# Router Gateway Proxy



## Jack (24. Juli 2002)

Also ich hab da mal ein paar fragen zum Netzwerk und Interent.

Ich überlege schon länger meine zwei Rechner ins Internet einzubinden, das natürlich über eine DSL Leitung und die beiden Rechner sind mit einem 100Mbts Netzwerk verbunden. 

Ich überlege mir nun ob ich mir einen Router zulegen soll??? Ich hab aber auf ner internetsite gelsen dass der Router nichts anderes Macht wie ein Gateway oder ein Proxyserver???

Was ist nun der unterschied zwischen den Drei Programmen??? 

Warum muss ich mir einen Router kaufen wenn das selbe mit einem Gateway, das auf dem Rechner mit der Internetverbindung installiert ist oder einem Proxserver auf geht???


----------



## Daniel Toplak (24. Juli 2002)

> Ich überlege mir nun ob ich mir einen Router zulegen soll???


Wenn du auf dauer zufrieden sein willst, dann ist das auch die einzige vernünftige Lösung. Und zwar kein Software-Router, sonder ein echter Hardware-Router.
Ein Hardware-Router ist nichts anderes als ein Gerät (oder Rechner), der ein Netzwerk mit einem Anderen Verbindet, das heißt dein kleines LAN (bestehen aus 2+x Rechnern) mit dem Internet z.B. (genauer gesagt mit deinem Provider)

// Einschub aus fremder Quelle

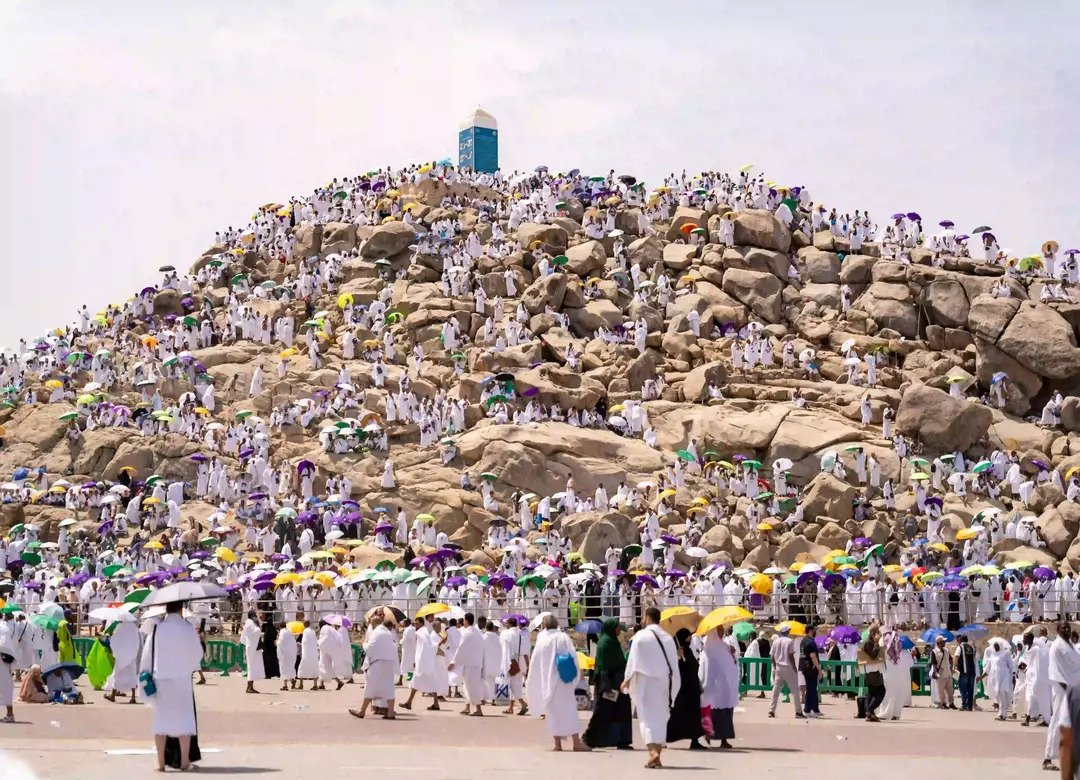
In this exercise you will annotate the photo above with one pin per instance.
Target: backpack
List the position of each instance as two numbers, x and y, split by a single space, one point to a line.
566 664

Ein Gateway ist dabei nichst anderes als eine Durchgangsverbindung. Das heißt wenn du dich ins Internet einwählst, dann ist dein Gatway dein Provider, der dich weiterverbindet usw.

Ein ProxyServer ist eine Software- und/oder Hardwarelösung die dir z.B. Internetseiten runterläd und für dein LAN bereitstellt.

Wenn du also nur mit beiden Rechnern im Internet Surfen willst, dabei meine ich nur surfen (kein online-spielen, kein chat, kein icq, kein msn, usw, usw....) dann wäre eine Proxylösung auf Basis eines Programmes eine gute Lösung. Da ich aber annehme, daß du auch andere Dienste im Inet, mit beiden Rechnern syncron benutzen willst, ist das keine gute Lösung.

Nun zum Router:
Es gibt zwar auch hier Softwarelösungen, aber die sind meiner Meinung nach alle nicht überzeugend (habe selbst schlechte Erfahrungen damit gemacht).
Bei der Hardwarelösung hast du jetzt 2 Möglichkeiten:

1.
Du kaufst dir einen Fertigen DSL-Router und steckst den an den Splitter und an den Router die beiden Rechner. Kostenpunkt
etwa 150-200 € (bin da nicht so genau informiert).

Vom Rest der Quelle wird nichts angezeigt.